A partir da análise de vieses, descobriu-se que o viés de confirmação tem um efeito mais forte do que o viés de ancoragem, o que implica que os analistas são influenciados mais por sua previsão anterior do que pela previsão do modelo. Onde os modelos de máquina são subótimos, os preconceitos cognitivos são os mais prejudiciais para o sistema. Nesses casos, os usuários fariam melhor em confiar em seu anterior e apenas usar o modelo quando a questão for altamente incerta. Essas melhorias podem ser alcançadas empurrando os usuários na direção correta, por meio de intervenções ou degradação estatística. 

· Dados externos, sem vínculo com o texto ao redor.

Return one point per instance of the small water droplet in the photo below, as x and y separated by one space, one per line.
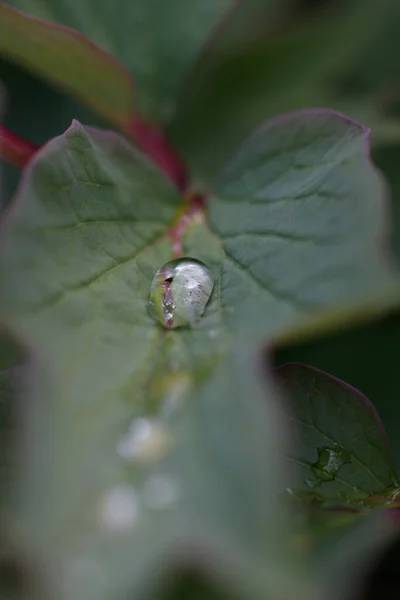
120 508
330 460
146 440
160 492
179 292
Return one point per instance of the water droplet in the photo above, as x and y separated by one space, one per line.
146 440
120 508
179 292
330 460
160 492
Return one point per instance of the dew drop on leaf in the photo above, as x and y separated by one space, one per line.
179 292
120 508
146 440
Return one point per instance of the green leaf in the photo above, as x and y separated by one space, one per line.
53 113
268 57
341 452
300 214
68 60
362 356
156 41
88 230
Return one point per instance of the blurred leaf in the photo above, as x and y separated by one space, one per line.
363 357
37 113
88 267
266 60
345 548
341 450
296 211
157 41
388 159
67 59
88 230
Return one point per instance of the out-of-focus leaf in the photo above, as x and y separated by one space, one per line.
341 449
157 41
89 227
68 60
205 481
299 212
388 159
53 113
365 358
266 60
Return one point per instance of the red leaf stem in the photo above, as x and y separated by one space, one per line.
154 143
14 149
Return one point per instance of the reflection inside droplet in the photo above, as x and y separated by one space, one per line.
146 440
160 492
120 508
179 292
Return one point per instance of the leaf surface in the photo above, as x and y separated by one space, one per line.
89 228
342 452
68 60
299 212
157 41
83 239
269 57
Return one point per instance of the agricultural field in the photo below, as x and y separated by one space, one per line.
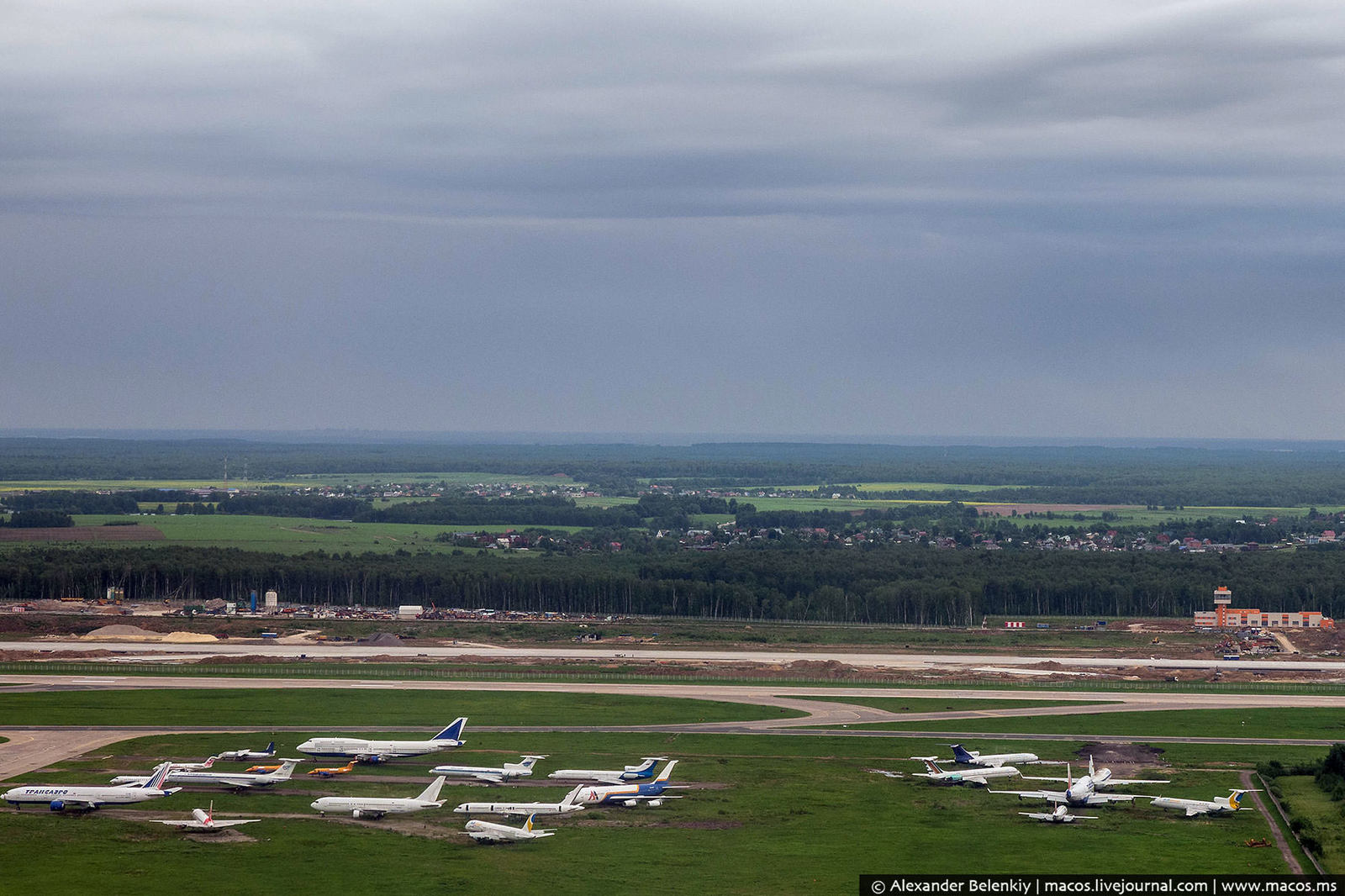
764 814
291 535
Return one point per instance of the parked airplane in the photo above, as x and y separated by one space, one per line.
333 772
975 757
1217 806
245 755
377 751
60 797
194 766
222 779
569 804
978 777
1060 815
509 771
205 820
493 833
1083 791
632 772
631 794
380 806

Por outro lado, é difícil mitigar o impacto de crenças anteriores deficientes. Uma intervenção mais realista seria melhorar a confiabilidade dos antecedentes. Um sistema de previsão pode ser melhorado encorajando, se não exigindo, que os analistas humanos conduzam pesquisas abrangentes antes de fazer uma previsão. Um sistema híbrido pode ajudar ainda mais os usuários a acessar melhores informações. Os anteriores também poderiam melhorar com a combinação cuidadosa da experiência do analista com os tópicos de perguntas. Além disso, fornecer informações sobre quais questões são mais difíceis para o modelo em relação aos humanos ajudaria a encorajar a ancoragem no modelo quando for apropriado e a fazer mais pesquisas quando não for.

Conclusão

Por mais que a utilização de dados e tecnologia se intensifique nas organizações e se torne um ecossistema cada vez mais sofisticado, é preciso trabalhar os cérebros humanos por trás dessas decisões, que acabam sem perceber o quanto são contaminados por vieses, como de confirmação e ancoragem. Claro que isso pode ocorrer de forma inconsciente, sem a intenção dos profissionais, mas conhecendo a existência dessa possibilidade de se tornar tendencioso, é possível pensar etapas e práticas para que isso não ocorra e impacte negativamente as tomadas de decisões estratégicas. Afinal, não adianta investir tanto tempo, energia e recursos em ativos de dados se eles não forem utilizados em seu potencial máximo.